Effect of α morphology on the diffusional β ↔ α transformation in Ti-55531 during continuous heating: Dissection by dilatometer test, microstructure observation and calculation

The α ↔ β phase transformation in dual-phase Ti-55531 alloy during the continuous heating was investigated by combining dilatometer test with microstructure characterization and local composition mapping. It was found that the α ↔ β phase transformation in individual temperature regions mainly involved either of two types of α phases, i.e. the lamellar α phase which forms during the continuous heating or the slab α phase raised in preliminary isothermal reaction. The corresponding transformation sequence was verified as β → αlamellae, αlamellae → β, and αslab → β. The pile-ups of alloying elements at the α/β interface were understood by either local equilibrium condition or differences among net diffusion fluxes of alloying elements. More important was that the growth and dissolution kinetics of both α phases were modeled and compared with experiments. With the calculations, the dissolution of slab α phase was demonstrated to follow the kinetics of planar interface without the Gibbs-Thomson effect. In contrast, the Gibbs-Thomson effect was proven to do contribution to lamellar α phase.

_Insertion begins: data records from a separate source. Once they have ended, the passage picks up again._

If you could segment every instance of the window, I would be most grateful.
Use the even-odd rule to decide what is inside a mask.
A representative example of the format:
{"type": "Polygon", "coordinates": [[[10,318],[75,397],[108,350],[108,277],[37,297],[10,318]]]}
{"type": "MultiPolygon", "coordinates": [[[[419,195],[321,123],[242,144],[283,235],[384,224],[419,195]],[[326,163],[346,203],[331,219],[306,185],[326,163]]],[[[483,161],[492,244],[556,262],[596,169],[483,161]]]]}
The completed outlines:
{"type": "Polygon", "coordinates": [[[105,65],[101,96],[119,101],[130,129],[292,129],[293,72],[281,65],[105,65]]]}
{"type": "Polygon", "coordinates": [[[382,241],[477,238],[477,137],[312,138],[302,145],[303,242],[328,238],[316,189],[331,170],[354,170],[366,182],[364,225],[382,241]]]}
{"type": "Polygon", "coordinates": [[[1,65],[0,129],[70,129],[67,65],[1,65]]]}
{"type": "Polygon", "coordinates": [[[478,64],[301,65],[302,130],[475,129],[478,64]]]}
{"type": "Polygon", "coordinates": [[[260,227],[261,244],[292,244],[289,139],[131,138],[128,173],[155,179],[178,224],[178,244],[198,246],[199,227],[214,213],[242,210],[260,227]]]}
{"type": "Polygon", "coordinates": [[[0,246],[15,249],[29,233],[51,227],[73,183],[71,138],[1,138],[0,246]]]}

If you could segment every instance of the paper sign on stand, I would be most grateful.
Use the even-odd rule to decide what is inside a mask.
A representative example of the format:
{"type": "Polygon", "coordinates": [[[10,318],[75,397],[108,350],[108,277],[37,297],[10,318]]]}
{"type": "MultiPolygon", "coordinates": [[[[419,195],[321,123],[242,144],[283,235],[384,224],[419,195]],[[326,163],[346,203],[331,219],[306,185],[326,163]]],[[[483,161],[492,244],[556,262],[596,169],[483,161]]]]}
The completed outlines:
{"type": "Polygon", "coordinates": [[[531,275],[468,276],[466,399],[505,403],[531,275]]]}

It not only decreased the stability of α tip, such that the re-dissolution of lamellar α tips took place at 838 K below the equilibrium temperature, but also introduced a competition between the shrink of tips and thickening of broad face in α lamellae at 838-911 K. Moreover, the lengthening of lamellar α tips was proven to follow a kinetics controlled by a mixture of bulk and boundary diffusion, in comparison with the pure bulk diffusion of fastest Al governed the re-dissolution of both tips and broad faces.